Un’omelia “senza sconti”, come l’ha definita monsignor Rino Fisichella, presidente del Pontificio Consiglio per la Promozione della Nuova Evangelizzazione. Ai futuri sacerdoti e suore Francesco ha spiegato che sempre dovranno vivere la loro vocazione nel “mistero pasquale”, nella “croce di Cristo”. “E se rimaniamo dentro questo mistero – ha affermato il Papa – noi siamo al riparo sia da una visione mondana e trionfalistica della missione, sia dallo scoraggiamento che può nascere di fronte alle prove e agli insuccessi”.  Francesco ha, inoltre, sottolineato con forza che il sacerdote e la suora non sono dei “mestieri come il sarto, il cuoco o la cuoca“.

“L’evangelizzazione si fa in ginocchio”, mi diceva l’altro ieri uno di voi. “Siate sempre uomini e donne di preghiera! Senza il rapporto costante con Dio la missione diventa mestiere. Il rischio dell’attivismo, di confidare troppo nelle strutture, è sempre in agguato. Se guardiamo a Gesù – ha aggiunto Francesco – vediamo che alla vigilia di ogni decisione o avvenimento importante, si raccoglieva in preghiera intensa e prolungata. Coltiviamo la dimensione contemplativa, anche nel vortice degli impegni più urgenti e pressanti”. 

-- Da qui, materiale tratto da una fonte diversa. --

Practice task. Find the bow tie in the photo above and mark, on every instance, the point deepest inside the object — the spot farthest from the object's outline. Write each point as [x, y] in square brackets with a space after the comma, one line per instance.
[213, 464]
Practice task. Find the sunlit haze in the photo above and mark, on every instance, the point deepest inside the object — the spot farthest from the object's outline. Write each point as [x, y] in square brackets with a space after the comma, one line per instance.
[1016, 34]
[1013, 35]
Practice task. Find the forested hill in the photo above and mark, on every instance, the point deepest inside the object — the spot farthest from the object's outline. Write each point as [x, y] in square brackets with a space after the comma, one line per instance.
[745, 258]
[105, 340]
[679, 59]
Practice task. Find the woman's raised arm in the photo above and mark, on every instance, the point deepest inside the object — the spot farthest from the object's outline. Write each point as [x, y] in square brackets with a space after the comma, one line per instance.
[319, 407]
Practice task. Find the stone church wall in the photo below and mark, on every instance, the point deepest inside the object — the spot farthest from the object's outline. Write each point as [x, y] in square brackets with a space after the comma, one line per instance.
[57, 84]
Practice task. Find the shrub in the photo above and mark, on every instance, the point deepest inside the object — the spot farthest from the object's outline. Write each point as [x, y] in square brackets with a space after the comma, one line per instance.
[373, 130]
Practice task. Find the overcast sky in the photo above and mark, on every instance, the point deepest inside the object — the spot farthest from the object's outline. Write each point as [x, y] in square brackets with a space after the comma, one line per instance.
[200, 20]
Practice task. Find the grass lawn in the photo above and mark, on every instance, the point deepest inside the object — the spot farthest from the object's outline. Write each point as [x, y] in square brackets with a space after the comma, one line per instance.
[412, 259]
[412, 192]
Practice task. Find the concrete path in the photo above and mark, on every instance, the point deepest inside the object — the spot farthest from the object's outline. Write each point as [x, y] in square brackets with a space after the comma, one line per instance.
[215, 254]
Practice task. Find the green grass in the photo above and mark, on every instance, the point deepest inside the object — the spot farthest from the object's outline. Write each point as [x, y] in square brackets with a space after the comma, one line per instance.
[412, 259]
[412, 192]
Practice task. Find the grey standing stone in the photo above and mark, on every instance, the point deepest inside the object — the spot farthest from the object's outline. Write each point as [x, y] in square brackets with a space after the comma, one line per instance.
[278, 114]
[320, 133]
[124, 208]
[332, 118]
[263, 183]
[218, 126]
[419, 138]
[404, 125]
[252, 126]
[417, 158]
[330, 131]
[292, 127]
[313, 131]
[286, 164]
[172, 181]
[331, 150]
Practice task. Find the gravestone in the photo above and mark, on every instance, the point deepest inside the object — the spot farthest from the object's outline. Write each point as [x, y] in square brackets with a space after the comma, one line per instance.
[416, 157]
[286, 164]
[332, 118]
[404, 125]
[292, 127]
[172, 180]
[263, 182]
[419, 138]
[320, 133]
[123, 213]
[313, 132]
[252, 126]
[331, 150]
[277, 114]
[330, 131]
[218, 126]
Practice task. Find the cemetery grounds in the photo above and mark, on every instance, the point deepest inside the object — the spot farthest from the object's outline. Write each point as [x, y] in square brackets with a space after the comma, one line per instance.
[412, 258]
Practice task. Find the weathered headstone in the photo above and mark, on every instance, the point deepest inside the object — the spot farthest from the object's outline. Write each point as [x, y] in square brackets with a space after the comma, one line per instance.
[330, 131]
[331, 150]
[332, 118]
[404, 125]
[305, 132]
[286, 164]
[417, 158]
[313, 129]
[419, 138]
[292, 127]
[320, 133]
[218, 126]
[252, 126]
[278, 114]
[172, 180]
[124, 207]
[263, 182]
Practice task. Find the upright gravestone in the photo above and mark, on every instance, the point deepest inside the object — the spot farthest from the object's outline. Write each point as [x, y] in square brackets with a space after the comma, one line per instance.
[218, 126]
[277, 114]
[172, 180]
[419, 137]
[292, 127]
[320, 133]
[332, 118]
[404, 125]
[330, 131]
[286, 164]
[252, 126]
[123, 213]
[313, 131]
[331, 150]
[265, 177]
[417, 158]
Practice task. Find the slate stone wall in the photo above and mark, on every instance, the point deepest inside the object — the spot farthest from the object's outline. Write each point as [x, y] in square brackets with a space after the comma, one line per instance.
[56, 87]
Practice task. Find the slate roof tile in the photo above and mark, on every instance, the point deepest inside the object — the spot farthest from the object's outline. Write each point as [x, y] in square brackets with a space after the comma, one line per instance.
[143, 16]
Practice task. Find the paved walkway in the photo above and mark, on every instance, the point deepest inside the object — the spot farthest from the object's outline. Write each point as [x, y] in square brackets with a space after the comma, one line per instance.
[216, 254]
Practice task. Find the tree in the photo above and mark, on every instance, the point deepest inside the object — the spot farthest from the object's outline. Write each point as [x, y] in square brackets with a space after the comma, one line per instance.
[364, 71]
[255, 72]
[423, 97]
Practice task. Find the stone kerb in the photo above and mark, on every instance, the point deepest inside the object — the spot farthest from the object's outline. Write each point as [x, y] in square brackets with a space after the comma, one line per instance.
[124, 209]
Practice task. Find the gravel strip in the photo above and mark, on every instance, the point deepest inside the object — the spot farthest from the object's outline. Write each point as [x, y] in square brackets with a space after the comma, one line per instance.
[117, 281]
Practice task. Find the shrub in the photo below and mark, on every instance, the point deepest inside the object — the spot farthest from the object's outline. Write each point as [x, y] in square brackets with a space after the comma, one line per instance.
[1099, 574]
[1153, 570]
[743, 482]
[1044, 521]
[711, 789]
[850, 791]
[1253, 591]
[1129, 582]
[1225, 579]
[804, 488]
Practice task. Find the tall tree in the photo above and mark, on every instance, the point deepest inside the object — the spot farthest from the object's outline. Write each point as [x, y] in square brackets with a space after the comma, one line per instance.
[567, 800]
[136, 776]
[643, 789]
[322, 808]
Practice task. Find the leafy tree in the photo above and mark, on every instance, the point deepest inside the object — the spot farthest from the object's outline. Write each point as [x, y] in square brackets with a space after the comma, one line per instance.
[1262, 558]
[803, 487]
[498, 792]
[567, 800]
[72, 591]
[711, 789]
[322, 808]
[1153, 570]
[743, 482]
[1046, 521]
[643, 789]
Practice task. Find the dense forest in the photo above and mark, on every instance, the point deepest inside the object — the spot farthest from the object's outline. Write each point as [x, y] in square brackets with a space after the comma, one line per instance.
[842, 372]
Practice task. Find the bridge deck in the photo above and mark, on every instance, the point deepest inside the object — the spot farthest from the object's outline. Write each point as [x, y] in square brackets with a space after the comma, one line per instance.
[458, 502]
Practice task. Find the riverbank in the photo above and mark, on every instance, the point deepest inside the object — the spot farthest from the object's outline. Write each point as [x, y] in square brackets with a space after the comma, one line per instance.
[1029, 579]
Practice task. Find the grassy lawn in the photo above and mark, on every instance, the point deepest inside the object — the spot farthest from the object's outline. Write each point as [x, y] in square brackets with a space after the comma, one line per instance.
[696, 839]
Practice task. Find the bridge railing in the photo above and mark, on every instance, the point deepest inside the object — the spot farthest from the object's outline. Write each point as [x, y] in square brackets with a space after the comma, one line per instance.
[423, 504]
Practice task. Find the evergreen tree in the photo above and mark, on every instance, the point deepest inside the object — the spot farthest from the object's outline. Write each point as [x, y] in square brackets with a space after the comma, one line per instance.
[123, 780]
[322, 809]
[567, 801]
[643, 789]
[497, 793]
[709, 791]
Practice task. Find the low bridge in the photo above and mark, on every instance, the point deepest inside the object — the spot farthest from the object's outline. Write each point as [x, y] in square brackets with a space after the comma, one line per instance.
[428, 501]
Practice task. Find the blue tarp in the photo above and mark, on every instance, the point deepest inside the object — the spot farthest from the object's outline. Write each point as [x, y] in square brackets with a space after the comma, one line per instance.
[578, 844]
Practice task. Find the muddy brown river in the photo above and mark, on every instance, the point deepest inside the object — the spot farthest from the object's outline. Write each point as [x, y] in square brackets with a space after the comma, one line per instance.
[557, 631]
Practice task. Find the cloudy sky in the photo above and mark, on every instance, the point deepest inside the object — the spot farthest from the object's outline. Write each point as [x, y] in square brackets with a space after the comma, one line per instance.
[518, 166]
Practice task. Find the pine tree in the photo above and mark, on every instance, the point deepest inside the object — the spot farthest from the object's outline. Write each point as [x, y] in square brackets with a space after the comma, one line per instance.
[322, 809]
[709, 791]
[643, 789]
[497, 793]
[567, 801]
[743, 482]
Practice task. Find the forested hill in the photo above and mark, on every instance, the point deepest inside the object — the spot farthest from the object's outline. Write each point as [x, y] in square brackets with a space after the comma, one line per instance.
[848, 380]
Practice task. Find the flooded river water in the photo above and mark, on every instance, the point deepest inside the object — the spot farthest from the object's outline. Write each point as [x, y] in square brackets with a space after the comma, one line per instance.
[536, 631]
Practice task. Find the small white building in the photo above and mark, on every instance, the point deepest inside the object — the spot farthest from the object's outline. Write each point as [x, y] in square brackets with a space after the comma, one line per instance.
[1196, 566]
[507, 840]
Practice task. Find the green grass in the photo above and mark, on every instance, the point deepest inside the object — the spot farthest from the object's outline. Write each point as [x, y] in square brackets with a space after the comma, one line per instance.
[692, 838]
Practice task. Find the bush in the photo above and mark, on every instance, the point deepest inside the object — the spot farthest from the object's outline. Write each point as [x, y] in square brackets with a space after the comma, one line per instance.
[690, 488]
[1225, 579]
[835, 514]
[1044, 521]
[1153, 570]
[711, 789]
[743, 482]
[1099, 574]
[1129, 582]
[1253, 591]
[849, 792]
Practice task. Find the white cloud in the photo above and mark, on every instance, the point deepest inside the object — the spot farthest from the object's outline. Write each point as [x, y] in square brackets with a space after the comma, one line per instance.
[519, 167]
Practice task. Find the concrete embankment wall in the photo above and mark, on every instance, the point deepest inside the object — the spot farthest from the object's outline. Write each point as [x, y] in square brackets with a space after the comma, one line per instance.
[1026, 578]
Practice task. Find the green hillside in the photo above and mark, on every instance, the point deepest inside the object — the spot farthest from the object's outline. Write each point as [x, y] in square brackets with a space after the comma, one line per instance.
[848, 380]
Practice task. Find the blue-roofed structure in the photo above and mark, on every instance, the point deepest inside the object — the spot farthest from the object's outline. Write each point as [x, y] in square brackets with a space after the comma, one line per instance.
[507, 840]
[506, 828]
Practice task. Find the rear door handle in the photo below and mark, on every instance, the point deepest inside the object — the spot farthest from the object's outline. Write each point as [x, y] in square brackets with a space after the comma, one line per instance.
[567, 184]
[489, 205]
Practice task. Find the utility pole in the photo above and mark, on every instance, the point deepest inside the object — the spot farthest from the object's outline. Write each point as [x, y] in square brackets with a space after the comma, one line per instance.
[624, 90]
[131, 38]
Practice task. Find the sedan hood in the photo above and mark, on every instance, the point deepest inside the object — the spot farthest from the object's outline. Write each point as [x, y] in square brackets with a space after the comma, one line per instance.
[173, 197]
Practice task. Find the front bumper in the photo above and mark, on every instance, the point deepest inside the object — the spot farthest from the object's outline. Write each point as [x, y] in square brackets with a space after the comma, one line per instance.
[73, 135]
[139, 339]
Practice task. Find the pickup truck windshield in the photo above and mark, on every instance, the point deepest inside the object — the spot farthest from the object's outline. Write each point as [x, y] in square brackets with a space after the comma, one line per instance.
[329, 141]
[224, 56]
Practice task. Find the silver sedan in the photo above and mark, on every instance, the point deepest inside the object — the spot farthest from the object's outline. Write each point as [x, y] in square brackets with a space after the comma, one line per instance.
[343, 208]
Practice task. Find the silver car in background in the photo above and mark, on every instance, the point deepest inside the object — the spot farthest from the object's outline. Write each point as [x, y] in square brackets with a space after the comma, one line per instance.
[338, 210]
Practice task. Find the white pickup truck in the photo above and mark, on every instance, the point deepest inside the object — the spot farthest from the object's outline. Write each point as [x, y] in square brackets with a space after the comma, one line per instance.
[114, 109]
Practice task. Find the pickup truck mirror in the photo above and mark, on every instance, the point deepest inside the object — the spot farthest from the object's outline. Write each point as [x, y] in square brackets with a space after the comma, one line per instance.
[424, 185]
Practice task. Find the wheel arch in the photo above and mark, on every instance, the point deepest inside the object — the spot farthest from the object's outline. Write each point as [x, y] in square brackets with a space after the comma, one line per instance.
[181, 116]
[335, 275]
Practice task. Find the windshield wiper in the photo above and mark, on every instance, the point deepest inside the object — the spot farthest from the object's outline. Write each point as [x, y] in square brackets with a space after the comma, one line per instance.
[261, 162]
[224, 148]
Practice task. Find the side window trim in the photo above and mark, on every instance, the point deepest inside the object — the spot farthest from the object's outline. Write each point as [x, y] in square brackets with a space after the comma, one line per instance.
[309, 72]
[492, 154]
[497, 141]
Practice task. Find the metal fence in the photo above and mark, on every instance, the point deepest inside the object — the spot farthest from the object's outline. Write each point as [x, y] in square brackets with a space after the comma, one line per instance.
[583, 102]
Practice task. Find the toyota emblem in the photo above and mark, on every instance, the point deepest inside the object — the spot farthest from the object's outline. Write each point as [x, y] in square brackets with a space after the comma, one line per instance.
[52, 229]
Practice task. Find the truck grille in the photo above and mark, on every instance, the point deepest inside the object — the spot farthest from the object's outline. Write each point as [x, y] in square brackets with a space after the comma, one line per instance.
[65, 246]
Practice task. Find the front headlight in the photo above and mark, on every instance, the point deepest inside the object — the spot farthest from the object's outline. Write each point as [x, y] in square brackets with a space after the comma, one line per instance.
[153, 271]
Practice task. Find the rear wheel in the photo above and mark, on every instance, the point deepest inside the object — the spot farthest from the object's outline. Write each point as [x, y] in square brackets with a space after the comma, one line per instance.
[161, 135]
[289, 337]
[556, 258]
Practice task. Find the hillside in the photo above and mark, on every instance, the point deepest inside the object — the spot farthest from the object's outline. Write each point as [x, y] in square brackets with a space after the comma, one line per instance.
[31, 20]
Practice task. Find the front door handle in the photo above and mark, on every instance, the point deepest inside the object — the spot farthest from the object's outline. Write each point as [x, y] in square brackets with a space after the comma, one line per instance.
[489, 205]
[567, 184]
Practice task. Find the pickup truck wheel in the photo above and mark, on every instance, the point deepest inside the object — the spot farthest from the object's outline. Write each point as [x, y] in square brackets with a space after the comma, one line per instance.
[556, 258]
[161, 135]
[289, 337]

Un passaggio sicuramente autobiografico che sottolinea come il Papa viva intensamente questi giorni che precedono una serie di nomine e di riforme che caratterizzeranno fortemente il suo pontificato. Secondo alcune indiscrezioni, infatti, Bergoglio starebbe pensando ad alcuni cambiamenti chiave nei dicasteri della Curia romana, oltre alla nomina più importane e più delicata, quella del suo “premier”, ovvero il successore del cardinale Tarcisio Bertone alla guida della Segreteria di Stato. 

In pole position ci sarebbe monsignor Pietro Parolin, attuale Nunzio apostolico in Venezuela, ordinato vescovo da Benedetto XVI, molto legato al cardinale Angelo Sodano che nel 2002 lo volle in Segreteria di Stato come sottosegretario per i Rapporti con gli Stati, ovvero viceministro degli Esteri vaticano. Parolin ha anche collaborato con Bertone, da molti vescovi nella Curia romana e non solo considerato il “peccato originale” del pontificato di Benedetto XVI. 

Prima della fumata bianca del 13 marzo scorso, Parolin aveva auspicato l’elezione di un Papa latinoamericano. “L’America Latina – aveva dichiarato Parolin – ha tutti i titoli per poter esprimere un Papa. Non dimentichiamoci che è il continente dove vive la maggioranza relativa dei cattolici del mondo. Si tratta di una Chiesa viva, presente nella società, cosciente della sua vocazione di discepola-missionaria. Credo – aveva proseguito il nunzio – che l’elezione di un Papa latinoamericano potrà imprimere un impulso forte all’evangelizzazione del nostro tempo e al contributo che la Chiesa è chiamata a dare alla soluzione dei grandi problemi attuali, come la povertà, la giustizia sociale, la convivenza pacifica”.